ボンヤリズム

Life is the dancer and I am the dance.

【読書】脱出記 スラヴォミール・ラウィッツ

 

脱出記―シベリアからインドまで歩いた男たち

脱出記―シベリアからインドまで歩いた男たち

 

 

何でこの本を知ったのかはもう忘れてしまったが、よくこの本に出会えたなと感謝した。それくらい面白い本だった。

 

半沢直樹の次に読む本としては、かなり色合いの違う本だ。いつもなら小説の後はビジネス書が多いのだが、今回はノンフィクションだった。これがノンフィクションなのに、読んでいるとあたかも小説のように感じる内容なのだ。

 

まずもってシベリアからインドまで歩くということが全くイメージできない。極寒のシベリアから脱出を図り、ゴビ砂漠の灼熱地獄を通り抜け、ヒマラヤ山脈を1年かけて歩き続けるのである。信じろと言われても信じられない。

 

だが本当の話なのだ。

 

人の強靭さがひしひしと伝わってくる。

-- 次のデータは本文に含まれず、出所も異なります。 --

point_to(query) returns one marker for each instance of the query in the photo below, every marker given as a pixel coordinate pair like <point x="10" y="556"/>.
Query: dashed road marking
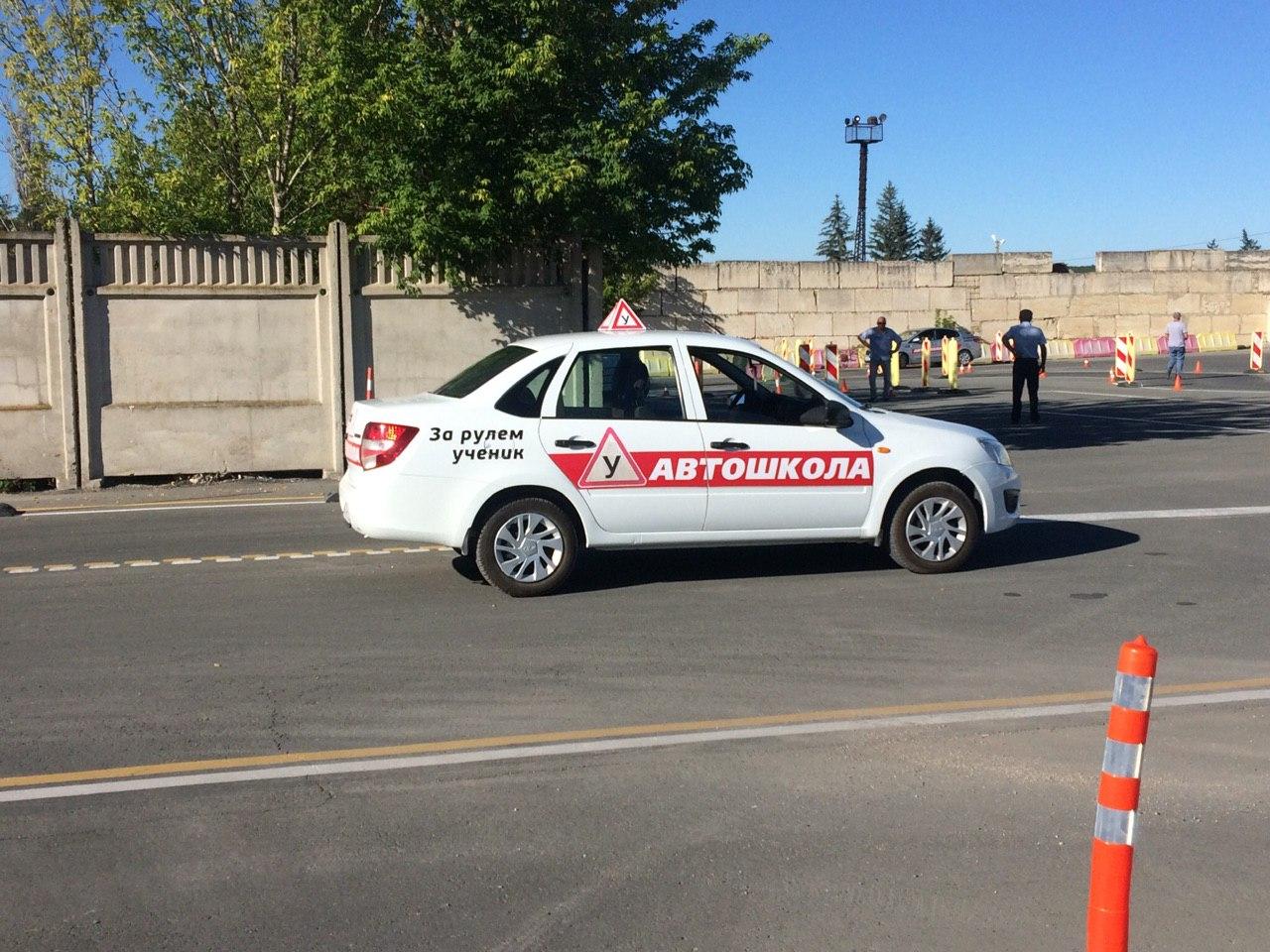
<point x="525" y="747"/>
<point x="214" y="560"/>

しかしその強靭さは実は個人の資質というよりも、仲間の存在ありきだなと読んでいて何度も思った。

 

信頼関係における集団の強さ。それを痛切に感じるノンフィクションだ。こうした生還物は他にもあると思うが、あまり手を付けたことがない。

 

人が極限に置かれた状態でどのような行動や思考を取るのか。フランクルの夜と霧ではどちらかという精神面が重視されていたように思うが、この本ではまたちょっと違う観点からその人間の姿が垣間見える。

 

映画もあるそうだし、ぜひ観てみたいな。

 

Life is the dancer and I am the dance.